Now let's work through this same problem using ratio and proportion. It will definitely take a few more steps with this method. So the first thing we need to figure out is how many drops are in 1,000 ml, which is what we need to deliver to our patient. So we can do this by setting up a ratio. So we have 15 drops in 1 ml, and we're wondering how many drops are in 1,000 ml. So if we cross-multiply here, 1 times X is X. 15 times 1,000 is 15,000. So we have 15,000 drops that are in 1,000 ml. So we need to give this 15,000 drops at a rate of 20 drops per minute, okay? So if I take my 15,000 drops and divide that by 20 drops-- not 2, 20 drops, then I'll figure out how many minutes it will take to deliver this volume. So if I do this math, I end up with 750 minutes. But we weren't asked for minutes. We were asked for hours, so we need to convert this to hours. And if we do that, divide by 60, we end up with 12.5 hours, which is what we had here above. So a few more steps, definitely more efficient. But this method just makes more sense to certain people, and that's fine. And that's that for that example.

All right. Let's work through our last example problem of IV infusions that are delivered via gravity. So in this problem, we have normal saline being infused at 30 drops per minute using IV tubing with a drop factor of 10 drops per ml. And we want to know how many milliliters are infused over four hours round to the nearest whole number. So definitely the fastest way to do this problem-- to solve this problem is with dimensional analysis, so that's the way I'm going to do it first. And then I will solve it with ratio and proportion as well. So we are trying to get to milliliters. So when it comes to dimensional analysis, you basically just keep multiplying times things to get to the units you are looking for. So let's just go ahead and start with our rate, which is 30 drops per minute. And if I multiply this times the drop factor, which is 1 ml over 10 drops, I purposely put the drops on the bottom so that my drops can cross off. Now I'm to milliliters per minute. We're getting there. So then I am going to multiply this times a conversion factor to get to hours because I want to make sure I'm factoring in the four hours of infusion time. So 60 minutes equals one hour. So now my minutes cross off, and I have milliliters per hour. And now, if I multiply it times four hours, my hours will cross off, and I will be left with milliliters, which is exactly what I was looking for. So if we multiply this out, we end up with 720 milliliters, which is rounded to the nearest whole number as instructed.

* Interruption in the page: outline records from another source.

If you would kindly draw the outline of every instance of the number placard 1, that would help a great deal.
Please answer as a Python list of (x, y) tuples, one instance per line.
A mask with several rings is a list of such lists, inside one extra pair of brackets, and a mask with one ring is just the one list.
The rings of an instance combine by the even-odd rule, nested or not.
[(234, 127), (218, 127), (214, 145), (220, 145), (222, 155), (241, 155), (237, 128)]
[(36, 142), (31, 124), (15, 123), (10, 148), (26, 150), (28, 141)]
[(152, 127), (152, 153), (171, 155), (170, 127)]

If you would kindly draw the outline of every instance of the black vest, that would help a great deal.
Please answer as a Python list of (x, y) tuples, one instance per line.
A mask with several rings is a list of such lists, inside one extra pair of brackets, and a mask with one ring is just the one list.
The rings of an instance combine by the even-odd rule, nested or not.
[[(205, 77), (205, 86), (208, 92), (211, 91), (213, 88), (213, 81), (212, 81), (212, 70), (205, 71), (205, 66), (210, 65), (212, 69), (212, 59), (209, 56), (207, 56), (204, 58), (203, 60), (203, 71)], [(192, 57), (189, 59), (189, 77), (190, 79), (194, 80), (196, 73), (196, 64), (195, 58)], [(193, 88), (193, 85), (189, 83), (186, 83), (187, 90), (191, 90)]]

Let's now solve this problem with ratio and proportion, which will take a few more steps. So we want to figure out-- let's first figure out how many minutes are in four hours, because then we can figure out how many drops are being delivered to the patient within those four hours. So four hours equals 240 minutes, right? And we have an infusion rate of 30 drops per minute, so that can be one side of our equation. And then we can find out how many drops are delivered over 240 minutes, which is those four hours. So I would do my cross multiplication here. 1 times X is X. And then 30 times 240, that equals 7,200 drops. So 7,200 drops are being delivered over four hours. But we need to figure out how many milliliters are being infused over those four hours. We can figure that out by using our drop factor. So our drop factor is 10 drops per ml, so if I divide that by 10 drops per ml, I will get 720 ml. And that is the volume in milliliters that's being infused over four hours.